- The Washington Times - Sunday, December 3, 2006

HAVANA — Fidel Castro was a no-show yesterday at a major military parade that doubled as his 80th birthday celebration, raising questions about whether the ailing leader will ever return to power as his public absence begins taking on a tone of permanence.

Many Cubans had hoped for at least a glimpse of Mr. Castro before dozens of tanks rumbled through the Plaza of the Revolution and jet fighters soared above the capital to mark the 50th anniversary of the formation of Cuba’s Revolutionary Armed Forces.

Mr. Castro hasn’t been seen in public since July 26, before he underwent secretive intestinal surgery and temporarily ceded power to his younger brother, Raul.

The 80th birthday celebration was delayed from Aug. 13 to last week, the revolution’s anniversary, to give him time to recover, and speculation had been rife whether he would appear.

The military parade, which lasted about two hours, culminated five days of events to celebrate Mr. Castro’s birthday — none of which he attended.

Instead, it was Raul Castro, the island’s defense minister, who stood at the mahogany lectern reviewing the troops during yesterday’s parade.

The parade’s most obvious purpose was to warn the U.S. against taking advantage of Fidel Castro’s illness to attack the island. In the last 15 years the Cuban military has taken on a defensive role, and is trained to repel invaders.

In a speech that lacked his brother’s rhetorical flourishes, Raul Castro reached out to the U.S. government, which has a decades-old trade and travel embargo against the communist-run island. He did not explain the absence of his brother.

“We take this opportunity to once again state that we are willing to resolve at the negotiating table the long-standing dispute between the United States and Cuba,” as long as the U.S. respects Cuba’s sovereignty, said Raul Castro, who turned 75 in June.

“After almost half a century, we are willing to wait patiently until the moment when common sense prevails in Washington power circles,” he added.

Raul Castro used the event to underscore cohesion among the Cuban people, the armed forces and the Communist Party — a recurring theme among officials in recent days.

“This unity is our main strategic weapon, which has made it possible for this small island to resist and overcome so many aggressions from imperialism and its allies,” he said.

Cuban officials insist Fidel Castro is recovering, but U.S. officials say they think he suffers from some kind of inoperable cancer and will not live through the end of 2007. He has appeared thin and pale in photographs and videos released by the government in recent months.

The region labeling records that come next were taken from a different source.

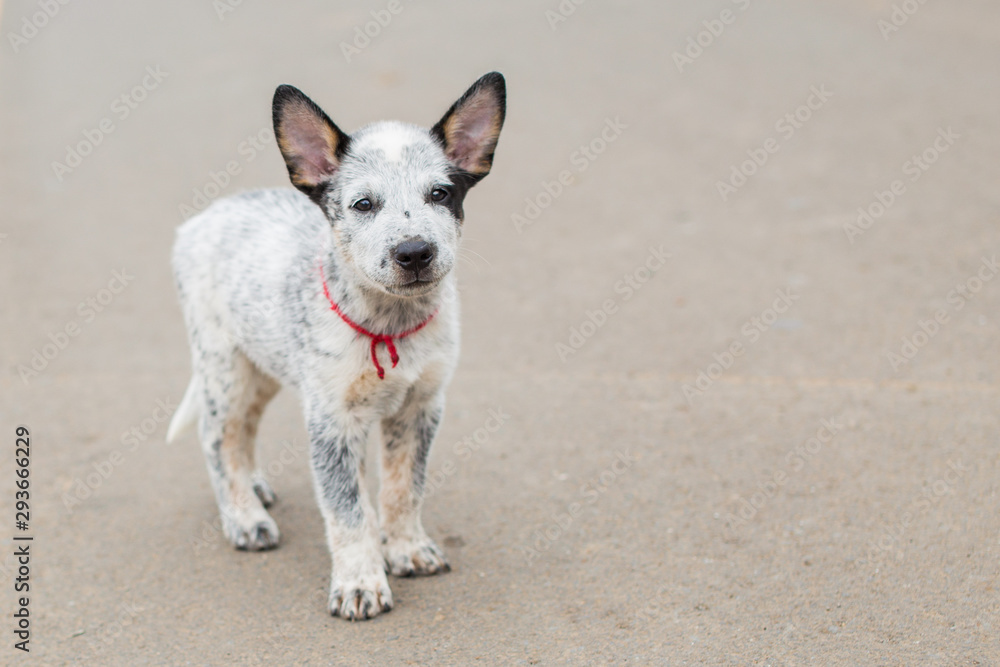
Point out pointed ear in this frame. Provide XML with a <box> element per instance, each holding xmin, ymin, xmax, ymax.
<box><xmin>271</xmin><ymin>85</ymin><xmax>350</xmax><ymax>204</ymax></box>
<box><xmin>431</xmin><ymin>72</ymin><xmax>507</xmax><ymax>181</ymax></box>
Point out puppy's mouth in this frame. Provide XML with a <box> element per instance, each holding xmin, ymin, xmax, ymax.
<box><xmin>385</xmin><ymin>277</ymin><xmax>441</xmax><ymax>296</ymax></box>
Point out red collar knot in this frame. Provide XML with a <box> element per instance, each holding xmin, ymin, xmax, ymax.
<box><xmin>319</xmin><ymin>264</ymin><xmax>437</xmax><ymax>380</ymax></box>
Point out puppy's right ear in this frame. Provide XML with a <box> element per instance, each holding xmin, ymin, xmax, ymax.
<box><xmin>271</xmin><ymin>85</ymin><xmax>351</xmax><ymax>204</ymax></box>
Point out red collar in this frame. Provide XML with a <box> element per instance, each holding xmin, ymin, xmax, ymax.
<box><xmin>319</xmin><ymin>264</ymin><xmax>437</xmax><ymax>380</ymax></box>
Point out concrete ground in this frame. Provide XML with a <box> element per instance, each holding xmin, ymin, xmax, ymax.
<box><xmin>0</xmin><ymin>0</ymin><xmax>1000</xmax><ymax>665</ymax></box>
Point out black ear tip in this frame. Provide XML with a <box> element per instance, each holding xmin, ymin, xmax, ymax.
<box><xmin>274</xmin><ymin>83</ymin><xmax>305</xmax><ymax>106</ymax></box>
<box><xmin>479</xmin><ymin>72</ymin><xmax>507</xmax><ymax>93</ymax></box>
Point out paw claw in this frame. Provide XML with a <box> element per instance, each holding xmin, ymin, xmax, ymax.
<box><xmin>329</xmin><ymin>584</ymin><xmax>392</xmax><ymax>621</ymax></box>
<box><xmin>383</xmin><ymin>537</ymin><xmax>451</xmax><ymax>577</ymax></box>
<box><xmin>224</xmin><ymin>517</ymin><xmax>281</xmax><ymax>551</ymax></box>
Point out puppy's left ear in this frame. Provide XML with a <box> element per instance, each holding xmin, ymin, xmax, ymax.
<box><xmin>431</xmin><ymin>72</ymin><xmax>507</xmax><ymax>181</ymax></box>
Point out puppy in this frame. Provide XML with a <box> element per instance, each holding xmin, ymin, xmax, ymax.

Fidel Castro purportedly sent a message to those celebrating his birthday last week, telling a crowd of 5,000 supporters at the opening event Tuesday at a Havana theater that he was too sick to meet with them.

“I direct myself to you, intellectuals and prestigious personalities of the world, with a dilemma,” said a note read at the event. “I could not meet with you in a small locale, only in the Karl Marx Theater where all the visitors would fit, and I was not yet in condition, according to the doctors, to face such a colossal encounter.”